Many beginning genealogists do not realize that a vast number of Chautauqua County Clerk records, up to 1984, are available free and available on a home computer on Familysearch digitized from microfilm, some indexed but some not. Documents not indexed, as well as those that are indexed, can be viewed as images. Familysearch is set up to search for names, not so much to search for documents. They can be hard to find. Land records, for example can be found at www.familysearch.org
My job includes helping genealogical researchers do research in Chautauqua County records. That includes primarily records created by county government and held here at the courthouse. However, I also try to help researchers with any form of local research including records available on-line and in print anywhere in the county. The two on-line behemoths of genealogical records and research for Chautauqua County, as for most of the world, are Familysearch and Ancestry. Familysearch is free and universally available and it is the one that holds county records. However. Every serious researcher is also going to need material found on Ancestry. Ancestry is a subscription service. It requires your credit card number and it takes the subscription money directly from your bank account. You can sign up for a 14 day free trial, but you will have to give your credit card number and overtly cancel before the trial runs out if you want to avoid an automatic paid six month follow up subscription followed by additional automatic subscriptions and withdrawals. It is possible to use part of Ancestry’s services and access part of their data holdings with a permanent free account but it is very difficult to find the screen where you create an account and very difficult to avoid slipping into the 14 day free trial for the full or regular paid Ancestry. Use this site: support.ancestry.com. Also see this page.
Residents of New York State have another option for free use of Ancestry which is useful for doing research in New York records.
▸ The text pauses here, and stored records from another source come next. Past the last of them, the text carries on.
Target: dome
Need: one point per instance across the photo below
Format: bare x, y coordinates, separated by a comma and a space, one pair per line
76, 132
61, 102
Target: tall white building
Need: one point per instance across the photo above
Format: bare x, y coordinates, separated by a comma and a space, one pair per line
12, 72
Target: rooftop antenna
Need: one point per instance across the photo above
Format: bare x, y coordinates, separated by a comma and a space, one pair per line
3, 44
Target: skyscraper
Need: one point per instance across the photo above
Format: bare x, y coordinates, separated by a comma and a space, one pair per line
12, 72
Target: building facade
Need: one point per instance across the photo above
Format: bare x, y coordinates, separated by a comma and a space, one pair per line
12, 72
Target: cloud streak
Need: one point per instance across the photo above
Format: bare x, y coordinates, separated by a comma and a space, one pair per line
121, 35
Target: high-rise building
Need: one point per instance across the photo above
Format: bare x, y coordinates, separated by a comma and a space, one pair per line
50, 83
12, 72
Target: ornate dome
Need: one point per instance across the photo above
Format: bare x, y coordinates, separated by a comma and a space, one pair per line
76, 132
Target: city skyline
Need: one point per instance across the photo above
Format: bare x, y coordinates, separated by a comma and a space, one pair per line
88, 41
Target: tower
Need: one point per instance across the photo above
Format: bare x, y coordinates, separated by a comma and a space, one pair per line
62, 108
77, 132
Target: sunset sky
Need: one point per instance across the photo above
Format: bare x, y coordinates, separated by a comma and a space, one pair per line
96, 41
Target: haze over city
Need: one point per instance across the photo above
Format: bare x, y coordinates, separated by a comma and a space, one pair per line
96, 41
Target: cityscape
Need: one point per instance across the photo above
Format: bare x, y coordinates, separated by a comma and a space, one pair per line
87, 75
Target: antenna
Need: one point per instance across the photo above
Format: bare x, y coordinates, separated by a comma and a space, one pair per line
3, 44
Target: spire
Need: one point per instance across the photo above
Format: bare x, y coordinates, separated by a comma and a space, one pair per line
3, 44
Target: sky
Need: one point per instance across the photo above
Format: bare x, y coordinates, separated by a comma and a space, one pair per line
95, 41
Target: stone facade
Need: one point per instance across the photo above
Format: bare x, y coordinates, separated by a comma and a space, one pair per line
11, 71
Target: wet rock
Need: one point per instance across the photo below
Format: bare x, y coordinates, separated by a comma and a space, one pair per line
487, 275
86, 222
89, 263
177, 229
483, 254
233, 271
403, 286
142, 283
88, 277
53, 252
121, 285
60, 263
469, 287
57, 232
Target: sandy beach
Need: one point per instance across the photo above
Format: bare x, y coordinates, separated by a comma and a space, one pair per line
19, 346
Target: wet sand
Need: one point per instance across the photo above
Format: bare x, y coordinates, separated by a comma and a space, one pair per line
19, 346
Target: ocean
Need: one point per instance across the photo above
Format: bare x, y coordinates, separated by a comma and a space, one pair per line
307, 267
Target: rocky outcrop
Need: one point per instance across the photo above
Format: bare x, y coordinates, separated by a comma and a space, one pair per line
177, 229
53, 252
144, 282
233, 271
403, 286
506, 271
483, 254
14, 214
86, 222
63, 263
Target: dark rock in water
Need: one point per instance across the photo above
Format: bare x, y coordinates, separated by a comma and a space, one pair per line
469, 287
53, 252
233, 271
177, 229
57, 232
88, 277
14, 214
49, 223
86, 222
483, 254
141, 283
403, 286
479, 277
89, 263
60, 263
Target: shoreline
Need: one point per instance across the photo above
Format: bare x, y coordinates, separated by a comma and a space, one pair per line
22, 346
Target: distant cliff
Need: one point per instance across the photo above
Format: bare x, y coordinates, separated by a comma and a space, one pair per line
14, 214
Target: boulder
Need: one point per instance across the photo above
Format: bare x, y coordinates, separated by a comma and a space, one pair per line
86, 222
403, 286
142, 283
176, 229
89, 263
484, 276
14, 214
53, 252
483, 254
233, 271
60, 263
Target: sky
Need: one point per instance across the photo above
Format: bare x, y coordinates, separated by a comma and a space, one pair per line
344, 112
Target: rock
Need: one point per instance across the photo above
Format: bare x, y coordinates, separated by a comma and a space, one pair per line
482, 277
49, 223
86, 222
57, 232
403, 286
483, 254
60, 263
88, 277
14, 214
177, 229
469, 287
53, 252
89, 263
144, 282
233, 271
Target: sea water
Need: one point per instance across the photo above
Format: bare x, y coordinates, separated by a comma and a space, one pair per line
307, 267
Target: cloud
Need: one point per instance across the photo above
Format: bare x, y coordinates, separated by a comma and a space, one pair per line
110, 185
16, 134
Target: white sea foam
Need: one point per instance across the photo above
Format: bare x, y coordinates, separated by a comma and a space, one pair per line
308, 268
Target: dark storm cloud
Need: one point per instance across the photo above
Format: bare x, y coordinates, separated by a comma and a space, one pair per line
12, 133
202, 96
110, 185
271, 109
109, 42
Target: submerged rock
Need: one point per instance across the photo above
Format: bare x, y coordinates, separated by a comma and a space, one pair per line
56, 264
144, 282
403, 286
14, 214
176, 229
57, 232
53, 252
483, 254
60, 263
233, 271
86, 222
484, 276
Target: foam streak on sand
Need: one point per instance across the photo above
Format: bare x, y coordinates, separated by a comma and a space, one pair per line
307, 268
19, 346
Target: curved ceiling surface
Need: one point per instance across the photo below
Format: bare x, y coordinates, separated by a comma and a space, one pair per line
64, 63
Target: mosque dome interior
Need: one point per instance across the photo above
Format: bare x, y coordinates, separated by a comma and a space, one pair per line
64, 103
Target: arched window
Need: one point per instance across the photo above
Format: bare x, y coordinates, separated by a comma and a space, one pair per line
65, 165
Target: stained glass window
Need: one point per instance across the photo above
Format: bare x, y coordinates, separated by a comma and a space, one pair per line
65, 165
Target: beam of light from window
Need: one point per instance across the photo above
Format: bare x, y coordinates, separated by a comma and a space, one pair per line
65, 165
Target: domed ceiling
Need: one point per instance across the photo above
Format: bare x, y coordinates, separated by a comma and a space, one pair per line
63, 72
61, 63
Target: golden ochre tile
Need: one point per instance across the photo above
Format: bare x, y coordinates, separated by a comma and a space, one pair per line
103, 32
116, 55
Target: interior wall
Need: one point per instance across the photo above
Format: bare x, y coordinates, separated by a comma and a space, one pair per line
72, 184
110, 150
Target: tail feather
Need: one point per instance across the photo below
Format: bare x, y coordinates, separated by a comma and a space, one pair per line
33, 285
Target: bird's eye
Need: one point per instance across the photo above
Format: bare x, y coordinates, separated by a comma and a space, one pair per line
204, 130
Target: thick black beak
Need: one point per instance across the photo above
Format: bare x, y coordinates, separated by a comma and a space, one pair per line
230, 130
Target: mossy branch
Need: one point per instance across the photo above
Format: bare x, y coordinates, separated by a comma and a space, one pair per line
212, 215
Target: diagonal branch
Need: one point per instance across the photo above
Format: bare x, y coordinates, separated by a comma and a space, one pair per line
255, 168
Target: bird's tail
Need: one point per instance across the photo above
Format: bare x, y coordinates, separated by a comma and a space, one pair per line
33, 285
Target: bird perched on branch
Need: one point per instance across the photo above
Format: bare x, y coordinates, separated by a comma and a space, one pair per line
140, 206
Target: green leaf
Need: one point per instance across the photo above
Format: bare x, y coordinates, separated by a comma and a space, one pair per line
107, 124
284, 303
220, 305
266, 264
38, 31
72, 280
This video www.archives.nysed.gov tells you how to establish a free Ancestry New York account.
Another much better known means of free use of Ancestry is through Ancestry Library Edition. This is available for use only in participating libraries, of which there are many in the county. It does not allow you to build your personal family tree on the service but does provide most of the same data sources and search abilities as a regular paid Ancestry account.